A Lesson from the Birds

It was a very cold day in winter, and a terrific gale was blowing, when one who had enlisted in the great crusade which Christian Scientists have undertaken against sickness and sin received a call to go to another part of the city to help a dear one who seemed at that time to be tried in the furnace of affliction. For some days error had appeared to be persistent and obstinate. It had been halted, but there it stood; and as this worker in Truth was standing at a transfer corner waiting for a belated street car, a great sense of discouragement came upon her. She knew she had been faithful in the work of applying the truth, and yet the error had not yielded. Along with the traitor, discouragement, there crept in another subtle robber, resentment that error had brought her to this cold, bleak, open space, where there was no protection from the bitter cold and fury of the wind and storm.

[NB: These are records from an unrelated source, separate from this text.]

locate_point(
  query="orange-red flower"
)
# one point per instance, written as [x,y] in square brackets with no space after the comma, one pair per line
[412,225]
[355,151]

All at once, amidst the hardest gale, she heard a twittering, twittering, overhead; and, on looking up, found she was standing under a bare tree whose branches were filled with little brown birds. The harder the winds blew and the branches swayed, the tighter these little creatures held on, swaying with them, twittering all the louder. Into the burdened thought of the observer came the "still small voice" of Truth, and she remembered the parable of the grain of mustard seed, the growth of which the Master likened to that of the kingdom of heaven. It "becometh a tree, so that the birds of the air come and lodge in the branches thereof." Here was food for thought indeed.

The true spiritual knowing had been strong and courageous; and now discouragement was trying to undo the work. What if the winds of error did blow? Could there not still be a holding on, as in the case of the little birds in the tree? But the birds were apparently rejoicing in the very hardest of the tempest! Again came the voice of Truth: Rejoice, rejoice; lo, I am with thee always. The weary one had lost all sense of the storm. She was beginning to look up. Truth had not changed. Her thought was flooded with an overwhelming sense of gratitude for the one who had endured "all the rugged way" (Poems, by Mrs. Eddy, p. 14), and of whom it is written that when the storms beat hardest she bent, like the tall grass, only to rise again, knowing all the time error was powerless.